Aurora crews tackled the water main break in the 1700 block of Roanoke Avenue. It’s the first break the city has had to address since Thursday, said city spokesman Dan Ferrelli.

The city has recorded 22 water main breaks since the Thanksgiving weekend, according to Aurora Director of Communications Clayton Muhammad. Air and water temperature are main factors in why water mains break with greater frequency in the winter months, he said.

Road conditions also were still not the best in some places in the area, especially out in the rural sections of Kane County.

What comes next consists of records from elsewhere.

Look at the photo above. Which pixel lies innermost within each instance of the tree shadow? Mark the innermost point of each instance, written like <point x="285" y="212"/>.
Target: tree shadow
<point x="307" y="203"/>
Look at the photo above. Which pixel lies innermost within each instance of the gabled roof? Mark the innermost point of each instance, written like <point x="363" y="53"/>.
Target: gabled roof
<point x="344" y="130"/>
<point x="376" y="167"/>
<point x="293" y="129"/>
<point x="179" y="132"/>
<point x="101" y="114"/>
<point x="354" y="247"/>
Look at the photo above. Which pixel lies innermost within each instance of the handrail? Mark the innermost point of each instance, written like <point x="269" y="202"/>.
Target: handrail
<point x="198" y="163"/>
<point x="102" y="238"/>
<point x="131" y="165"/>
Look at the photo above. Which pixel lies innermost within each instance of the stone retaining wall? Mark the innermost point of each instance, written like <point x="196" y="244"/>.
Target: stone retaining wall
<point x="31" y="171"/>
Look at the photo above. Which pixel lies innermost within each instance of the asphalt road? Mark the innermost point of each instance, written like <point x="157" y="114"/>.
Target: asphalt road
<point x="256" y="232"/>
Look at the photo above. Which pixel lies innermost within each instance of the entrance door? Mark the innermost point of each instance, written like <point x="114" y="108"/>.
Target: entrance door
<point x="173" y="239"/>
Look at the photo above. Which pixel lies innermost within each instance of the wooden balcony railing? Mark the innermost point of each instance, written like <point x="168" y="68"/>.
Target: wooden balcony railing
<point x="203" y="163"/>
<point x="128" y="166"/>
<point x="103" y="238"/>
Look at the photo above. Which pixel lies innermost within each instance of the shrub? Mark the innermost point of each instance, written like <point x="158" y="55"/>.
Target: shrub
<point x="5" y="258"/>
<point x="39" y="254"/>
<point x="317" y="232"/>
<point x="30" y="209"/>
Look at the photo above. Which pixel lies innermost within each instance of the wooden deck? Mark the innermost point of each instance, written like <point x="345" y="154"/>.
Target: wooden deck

Lt. Pat Gengler with the Kane County Sheriff’s Department said that driving after the sun went down Monday was especially difficult in some areas, such as Route 47 north of Route 64, where there was still drifting snow.

There was also some difficult driving in more urban areas.

By 7:30 a.m. Monday, Aurora crews had plowed all primary and residential streets on all 34 snow routes from curb to curb. But because of extreme cold and wind, many streets throughout the city remained snow covered as of Monday night, Ferrelli said.

City crews will continue to work around the clock to keep the streets as clear as possible, but with bitter cold temperatures, road salt is ineffective. Road salt will not be used until the temperatures reach double digits again, Ferrelli said.

“We urge motorists to use extreme caution and slow down,” he said.

According to AAA Illinois spokeswoman Beth Mosher, local tow truck drivers were very busy.

“We are seeing about 650 calls per hour for Illinois and northern Indiana,” Mosher said Monday morning.

That doesn’t include calls directly to the tow companies.

The chances of a driver getting stuck out in the rural area were pretty high, Gengler said.

While the main roads might be clear, “you might get to the township road that hasn’t been plowed since last night. It is too late — you are already in the drift,” Gengler said.

Many schools closed

Most school districts throughout the area canceled school on Monday, and Tuesday as well, since the weather was still going to be very cold, although a litter warmer than Monday. All Aurora University classes were canceled Tuesday, including those on the Aurora and GWC campuses, at the Woodstock Center and at off-campus locations.

SciTech Hands-On Museum will be closed Tuesday and will not hold preschool classes as well.

Despite the intense cold, there were no reported issues at buildings in East Aurora, West Aurora and Oswego 308 school districts.

Due to the severe temperatures and inclement conditions, there was no garbage/recycling collection in Aurora on Monday. Because of that service will be delayed by one day this week, and collections will take place the day following regularly scheduled collections, officials said.

Also, due to the weather, the city of Aurora’s contracted refuse collector, Republic Services, is postponing live holiday tree collection until next week. Trees will be collected for recycling starting Monday, Jan. 13, on residents’ regular collection day.

Trees must be placed at the curb and be free of plastic bags, decorations and tree stands. Wreaths and garland will not be collected for recycling and must be stickered as garbage.

The city of Aurora also has multiple warming centers for anyone who needs shelter during the extreme weather, including a 24-hour warming center at the Aurora Transportation Center, 233 N. Broadway, to provide shelter to residents during the cold spell. Aurora Township is working with the City of Aurora to provide shuttle bus transportation to and from warming centers for those who need it.

Run on groceries

Local residents made mad dashes to grocery stores in the last few days, stocking up on essentials before Monday’s cold weather hit.

“The microwave food section looked post-Apocolyptic,” said Yorkville resident Christina Diamond, who went shopping in McHenry on Sunday.

Heavy snow and sub-zero temperatures kept the Meijer store’s delivery from arriving on time, and Diamond said the impact was grave.

“The butcher there said the only thing they had left was frozen chicken. There was no real fresh meats. Luckily, we got the last package of ground sirloin,” she said.